Sonuç yerine: OSB gerçeği ve “Hinterland” siyaseti
Bu değerlendirmelerin ışığında girişte belirtilen Antep ve Urfa’daki işçi eylemlerini tekrar düşünürsek, ilk söylenmesi gereken günümüz Türkiye’sinde Anadolu coğrafyasının hakikatinin ne kültürel özellikler etrafında süregelen taşra anlatısına ne de bu çerçevede geliştirilen rekabetçi kentler hikayesine sığdırılabileceğidir. Anadolu’da “küresel fabrika” olgusu, dünya ekonomisi içerisinde Türkiye kapitalizminin eşitsiz ve bileşik gelişiminin sosyo-mekansal ifadesini oluşturuyor: emek-yoğun üretim son 30-40 yıldır artan bir biçimde Anadolu kentlerinde inşa edilen OSB’lerde, uluslararası ve ulusal büyük firmalarla bağlantılı küresel fabrikalarda yoğunlaşıyor. Günümüzde 300’e yaklaşan faal OSB’lerin hala %25’i Marmara bölgesinde olmakla birlikte, Konya, Antep, Denizli, Kayseri, Afyon gibi Anadolu’nın iç bölgelerindeki kentlerdeki OSB sayısı hızla artıyor: örneğin Konya’daki OSB sayısı İstanbul’dakine ulaşırken, Antep alan olarak ülkenin en büyük OSB’sine ev sahipliği yapıyor; ardından Eskişehir ve Konya geliyor[3]. Ayrıca 2023 yılında yatırım programına alınan OSB’lerin coğrafi dağılımına bakıldığında, İç Anadolu ve Güneydoğu Anadolu bölgesinin sayı ve alan açısından %40’lara varan oranla en önde olduğu görülüyor. Dolayısıyla Türkiye’de son yıllarda sanayi birikiminde ağırlık kazanan “üretim, ihracat, istihdam” (ve olası Marmara depreminden sakınma) stratejileriyle birlikte düşünüldüğünde, önümüzdeki dönemde bu eğilimin süreceği ve Anadolu coğrafyasının Türkiye kapitalizmi içerisinde bir “hinterland”[4] (art alan) şeklinde gelişeceğini söylemek mümkün. Böylelikle Anadolu kentleri artık sadece Türkiye kapitalizminin eşitsiz mekansal gelişimini sergilemiyor aynı zamanda metropol kentlerden ötelenen üretim faaliyetlerinin ve lojistik hizmetlerin yığıldığı ve böylelikle kapitalist çelişkilerin yoğunlaştığı yerler haline geliyor. Bir başka deyişle Anadolu coğrafyası (taşra) hakikati küresel fabrika ve OSB gerçeği etrafında sınıf ilişkileriyle belirleniyor.

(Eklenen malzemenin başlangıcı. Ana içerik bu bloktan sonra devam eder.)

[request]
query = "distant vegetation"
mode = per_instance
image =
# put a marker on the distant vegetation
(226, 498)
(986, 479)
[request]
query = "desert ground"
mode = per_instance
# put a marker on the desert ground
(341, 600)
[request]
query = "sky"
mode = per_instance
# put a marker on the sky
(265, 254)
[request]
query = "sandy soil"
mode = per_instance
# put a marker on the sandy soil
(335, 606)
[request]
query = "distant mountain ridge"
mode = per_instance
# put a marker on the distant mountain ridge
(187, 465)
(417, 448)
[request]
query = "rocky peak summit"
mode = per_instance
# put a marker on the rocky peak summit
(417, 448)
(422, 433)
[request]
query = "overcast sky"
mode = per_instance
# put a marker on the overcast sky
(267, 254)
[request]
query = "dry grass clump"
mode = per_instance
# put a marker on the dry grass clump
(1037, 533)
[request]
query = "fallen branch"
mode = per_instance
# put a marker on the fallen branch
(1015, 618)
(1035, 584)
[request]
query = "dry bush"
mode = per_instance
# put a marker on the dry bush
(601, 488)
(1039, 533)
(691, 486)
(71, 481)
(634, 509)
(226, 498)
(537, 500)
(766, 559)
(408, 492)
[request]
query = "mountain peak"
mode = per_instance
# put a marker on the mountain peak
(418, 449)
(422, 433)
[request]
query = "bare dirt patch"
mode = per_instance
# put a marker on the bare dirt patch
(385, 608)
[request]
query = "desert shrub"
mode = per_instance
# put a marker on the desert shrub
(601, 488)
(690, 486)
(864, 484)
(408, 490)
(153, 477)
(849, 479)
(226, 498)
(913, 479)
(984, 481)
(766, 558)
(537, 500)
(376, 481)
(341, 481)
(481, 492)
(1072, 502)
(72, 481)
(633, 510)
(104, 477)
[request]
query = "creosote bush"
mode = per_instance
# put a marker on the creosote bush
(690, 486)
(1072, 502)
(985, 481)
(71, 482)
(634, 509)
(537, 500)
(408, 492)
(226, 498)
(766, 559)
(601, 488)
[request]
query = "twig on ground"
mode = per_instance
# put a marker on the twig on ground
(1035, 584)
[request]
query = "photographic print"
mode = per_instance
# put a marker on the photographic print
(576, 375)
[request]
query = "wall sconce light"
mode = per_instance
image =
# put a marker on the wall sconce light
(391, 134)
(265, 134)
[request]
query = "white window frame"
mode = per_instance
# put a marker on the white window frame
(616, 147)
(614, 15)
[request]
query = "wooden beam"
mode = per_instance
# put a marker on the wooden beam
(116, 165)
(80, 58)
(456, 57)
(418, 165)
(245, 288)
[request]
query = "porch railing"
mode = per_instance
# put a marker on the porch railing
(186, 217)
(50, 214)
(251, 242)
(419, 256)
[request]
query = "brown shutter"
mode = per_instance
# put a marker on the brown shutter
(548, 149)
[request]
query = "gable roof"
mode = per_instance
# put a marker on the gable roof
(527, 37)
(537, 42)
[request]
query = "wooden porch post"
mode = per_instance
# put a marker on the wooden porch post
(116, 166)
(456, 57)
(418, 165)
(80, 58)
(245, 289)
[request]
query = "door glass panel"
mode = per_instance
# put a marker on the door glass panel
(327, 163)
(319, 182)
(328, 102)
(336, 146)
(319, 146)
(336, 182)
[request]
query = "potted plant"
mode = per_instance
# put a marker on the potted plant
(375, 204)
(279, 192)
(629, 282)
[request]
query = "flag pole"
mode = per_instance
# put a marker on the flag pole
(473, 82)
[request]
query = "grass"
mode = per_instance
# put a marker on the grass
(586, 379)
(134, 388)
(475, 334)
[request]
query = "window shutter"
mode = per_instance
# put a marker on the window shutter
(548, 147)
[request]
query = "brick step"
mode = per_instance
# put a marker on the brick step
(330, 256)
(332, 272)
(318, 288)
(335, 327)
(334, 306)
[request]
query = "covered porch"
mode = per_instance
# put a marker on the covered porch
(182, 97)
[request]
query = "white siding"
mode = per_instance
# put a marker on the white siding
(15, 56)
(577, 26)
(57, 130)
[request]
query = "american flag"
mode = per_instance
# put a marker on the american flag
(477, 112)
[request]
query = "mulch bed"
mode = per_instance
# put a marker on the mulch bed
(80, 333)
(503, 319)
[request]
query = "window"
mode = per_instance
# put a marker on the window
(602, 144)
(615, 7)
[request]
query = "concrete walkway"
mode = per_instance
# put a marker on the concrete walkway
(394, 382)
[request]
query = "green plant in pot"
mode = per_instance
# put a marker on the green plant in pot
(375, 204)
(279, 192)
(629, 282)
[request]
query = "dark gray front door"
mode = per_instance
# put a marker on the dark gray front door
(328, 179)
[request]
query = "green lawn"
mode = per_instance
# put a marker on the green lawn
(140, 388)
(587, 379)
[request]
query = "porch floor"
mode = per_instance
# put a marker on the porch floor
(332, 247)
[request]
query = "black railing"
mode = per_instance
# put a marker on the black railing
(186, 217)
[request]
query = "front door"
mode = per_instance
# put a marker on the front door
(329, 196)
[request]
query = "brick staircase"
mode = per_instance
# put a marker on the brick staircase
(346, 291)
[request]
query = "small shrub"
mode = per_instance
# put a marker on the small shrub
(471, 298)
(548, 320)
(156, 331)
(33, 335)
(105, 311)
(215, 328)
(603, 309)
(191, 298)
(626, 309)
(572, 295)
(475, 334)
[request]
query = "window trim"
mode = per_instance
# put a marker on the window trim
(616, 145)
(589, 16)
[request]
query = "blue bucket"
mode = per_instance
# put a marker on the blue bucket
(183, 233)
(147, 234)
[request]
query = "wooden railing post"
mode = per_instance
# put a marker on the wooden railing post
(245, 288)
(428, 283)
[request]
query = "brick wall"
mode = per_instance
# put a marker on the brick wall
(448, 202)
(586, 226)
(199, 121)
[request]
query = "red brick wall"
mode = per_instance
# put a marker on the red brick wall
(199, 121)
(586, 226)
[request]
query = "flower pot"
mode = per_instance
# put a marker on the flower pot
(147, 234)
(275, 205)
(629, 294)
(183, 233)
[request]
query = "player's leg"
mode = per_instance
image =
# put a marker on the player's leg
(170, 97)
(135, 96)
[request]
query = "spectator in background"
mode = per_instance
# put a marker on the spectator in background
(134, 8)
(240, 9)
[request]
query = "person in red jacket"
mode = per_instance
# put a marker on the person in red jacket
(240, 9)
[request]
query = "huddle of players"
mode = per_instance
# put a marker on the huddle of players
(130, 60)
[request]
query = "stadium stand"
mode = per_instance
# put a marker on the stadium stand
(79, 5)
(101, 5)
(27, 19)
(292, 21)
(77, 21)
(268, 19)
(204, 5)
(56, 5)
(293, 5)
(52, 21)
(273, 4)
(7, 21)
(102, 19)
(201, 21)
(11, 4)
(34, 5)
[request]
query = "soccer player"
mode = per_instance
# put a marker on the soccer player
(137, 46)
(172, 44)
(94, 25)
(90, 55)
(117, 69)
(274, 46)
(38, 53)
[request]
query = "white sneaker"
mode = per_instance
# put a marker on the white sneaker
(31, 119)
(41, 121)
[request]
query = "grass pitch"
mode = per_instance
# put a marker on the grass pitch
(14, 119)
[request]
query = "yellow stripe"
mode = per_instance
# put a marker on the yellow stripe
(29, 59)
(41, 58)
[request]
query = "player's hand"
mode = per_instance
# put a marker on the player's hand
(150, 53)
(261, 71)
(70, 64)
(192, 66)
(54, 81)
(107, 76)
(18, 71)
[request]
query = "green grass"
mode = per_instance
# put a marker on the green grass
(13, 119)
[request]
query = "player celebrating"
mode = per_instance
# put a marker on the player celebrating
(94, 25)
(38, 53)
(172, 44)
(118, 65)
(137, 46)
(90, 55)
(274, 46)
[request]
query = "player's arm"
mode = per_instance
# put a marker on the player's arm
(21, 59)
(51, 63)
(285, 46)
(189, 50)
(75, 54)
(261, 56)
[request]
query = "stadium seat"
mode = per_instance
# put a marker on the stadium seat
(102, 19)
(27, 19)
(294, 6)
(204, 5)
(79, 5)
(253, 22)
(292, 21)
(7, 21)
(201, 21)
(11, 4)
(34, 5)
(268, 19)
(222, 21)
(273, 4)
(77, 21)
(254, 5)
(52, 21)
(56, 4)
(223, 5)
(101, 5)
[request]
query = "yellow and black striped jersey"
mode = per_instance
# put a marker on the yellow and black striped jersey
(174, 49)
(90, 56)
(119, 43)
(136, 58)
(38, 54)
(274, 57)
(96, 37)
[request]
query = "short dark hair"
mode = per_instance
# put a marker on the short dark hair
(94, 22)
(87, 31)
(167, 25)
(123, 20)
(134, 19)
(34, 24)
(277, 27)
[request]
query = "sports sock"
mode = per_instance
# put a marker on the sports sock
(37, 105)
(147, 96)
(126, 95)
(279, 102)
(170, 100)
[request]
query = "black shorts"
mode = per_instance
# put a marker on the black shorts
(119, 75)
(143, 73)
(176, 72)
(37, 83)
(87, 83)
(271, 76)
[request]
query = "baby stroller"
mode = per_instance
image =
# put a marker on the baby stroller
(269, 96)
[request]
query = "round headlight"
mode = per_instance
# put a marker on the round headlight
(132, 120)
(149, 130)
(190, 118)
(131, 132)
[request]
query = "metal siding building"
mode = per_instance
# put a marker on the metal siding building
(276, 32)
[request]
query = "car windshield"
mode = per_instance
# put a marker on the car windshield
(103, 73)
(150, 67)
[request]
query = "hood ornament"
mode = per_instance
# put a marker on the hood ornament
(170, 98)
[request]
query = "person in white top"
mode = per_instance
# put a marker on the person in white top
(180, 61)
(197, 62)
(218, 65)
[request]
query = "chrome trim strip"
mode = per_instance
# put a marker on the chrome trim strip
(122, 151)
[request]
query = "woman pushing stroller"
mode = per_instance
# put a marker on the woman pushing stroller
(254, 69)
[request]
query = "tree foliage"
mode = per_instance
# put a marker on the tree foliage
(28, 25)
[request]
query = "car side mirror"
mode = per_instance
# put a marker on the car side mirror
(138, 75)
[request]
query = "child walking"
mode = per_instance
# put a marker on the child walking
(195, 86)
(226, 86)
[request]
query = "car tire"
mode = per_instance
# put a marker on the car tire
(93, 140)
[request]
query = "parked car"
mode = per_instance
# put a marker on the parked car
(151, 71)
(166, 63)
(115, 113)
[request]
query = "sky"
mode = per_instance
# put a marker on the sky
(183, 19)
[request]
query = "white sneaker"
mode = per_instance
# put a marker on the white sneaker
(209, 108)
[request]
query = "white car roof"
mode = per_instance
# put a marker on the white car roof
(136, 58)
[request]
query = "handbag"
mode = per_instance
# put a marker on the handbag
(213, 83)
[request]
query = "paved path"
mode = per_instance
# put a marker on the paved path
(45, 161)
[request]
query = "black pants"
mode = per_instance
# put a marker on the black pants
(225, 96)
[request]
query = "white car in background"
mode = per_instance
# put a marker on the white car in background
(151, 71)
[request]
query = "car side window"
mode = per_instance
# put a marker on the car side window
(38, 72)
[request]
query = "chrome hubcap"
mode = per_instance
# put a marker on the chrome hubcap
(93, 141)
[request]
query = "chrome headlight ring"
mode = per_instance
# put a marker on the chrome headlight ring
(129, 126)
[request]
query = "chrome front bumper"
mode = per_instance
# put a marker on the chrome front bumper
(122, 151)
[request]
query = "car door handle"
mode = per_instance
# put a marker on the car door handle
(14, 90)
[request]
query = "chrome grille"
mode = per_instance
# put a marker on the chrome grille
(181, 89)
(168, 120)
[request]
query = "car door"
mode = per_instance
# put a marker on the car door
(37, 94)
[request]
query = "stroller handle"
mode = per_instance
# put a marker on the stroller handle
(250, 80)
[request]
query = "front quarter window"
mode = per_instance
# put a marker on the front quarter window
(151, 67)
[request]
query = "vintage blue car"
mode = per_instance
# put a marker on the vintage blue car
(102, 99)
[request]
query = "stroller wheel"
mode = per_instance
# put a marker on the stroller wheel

Bu çerçevede son birkaç yıldır önce Antep’te ve bugünlerde Urfa’da tekstil işçilerinin mevcut ücretlere, çalışma koşullarına ve sendikalara karşı geliştirdikleri itiraz ve kolektif mücadeleler tekil vakalar olmanın ötesine geçiyor; Türkiye kapitalizminin sosyo-mekansal yeniden yapılanmasına sınıf ilişkileri hakikatinden müdahale ediyor. Somutta bu müdahalenin nasıl sonuçlanacağını bugünden öngörmek kolay değil ancak Anadolu’da “küresel fabrika” ve “hinterland” gelişiminin çelişkili ve çatışmalı bir süreç olacağı kesin. Yerleşik hegemonik yapıların ancak bu süreçler içerisinde sorgulanabildiği düşünülürse, toplumsal değişim arayan karşı-hegemonya siyasetinin bu gerçeği dikkate alması ve onu sosyal ve mekansal olarak genişletecek politika ve araçlar geliştirmesi elzem gözüküyor.
[1] Örneğin Antep’te büyükşehir belediye başkanının bizzat işçilerin yanına giderek ikna etme girişimi ya da Urfa’da işçilere yönelik hızla eylem ve etkinlik yasağı getirilmesi.
[2] Bu süreci ayrıntılı olarak Türkiye’de Sınıf Çalışmaları içinde (ss. 25-46) yer alan Yeni Sanayi Coğrafyalarına Sınıf İlişkileri Perspektifinden Bakmak: Kayseri’de İşçi Sınıf Oluşumu çalışmamda ele aldım.
[3] Sayı olarak belirtmek gerekirse; Konya 8, Antep 5, Hatay 4, Urfa 4, Adıyaman 4, Kayseri 3, Malatya 3, Çorum 3 OSB’ye ev sahipliği yapıyor.
[4] Phil A. Neel, günümüz kapitalizminin eşitsiz ve bileşik gelişiminin oluşturduğu coğrafyayı süreklilik içerisinde düşünmek gerektiğini söyleyerek “hinterland” kavramsallaştırmasını öneriyor. Bu çerçevede “hinterland”, daha çok yeni hizmet sektörlerinin yığıldığı kent çekirdeklerinden desantrilize edilen üretim faaliyetlerinin ve lojistik hizmetlerin yoğunlaştığı ve bu sektörlerde çalışanların yaşadığı mekanlar oluyor. Neel, ayrıca bu mekanları metropol merkezlerine uzaklığına bağlı olarak yakın ve uzak hinterland olarak tanımlanabileceğini söylüyor. Bu yaklaşımı coğrafya literatürüne hakim birbirine karşıt merkez-çevreler ya da ayrışık kentler/bölgeler dilini aşmak için oldukça faydalı ve açıklayıcı buluyorum.
İbrahim Gündoğdu
Praksis Dergisi Yayın Kurulu Üyesi, Dr.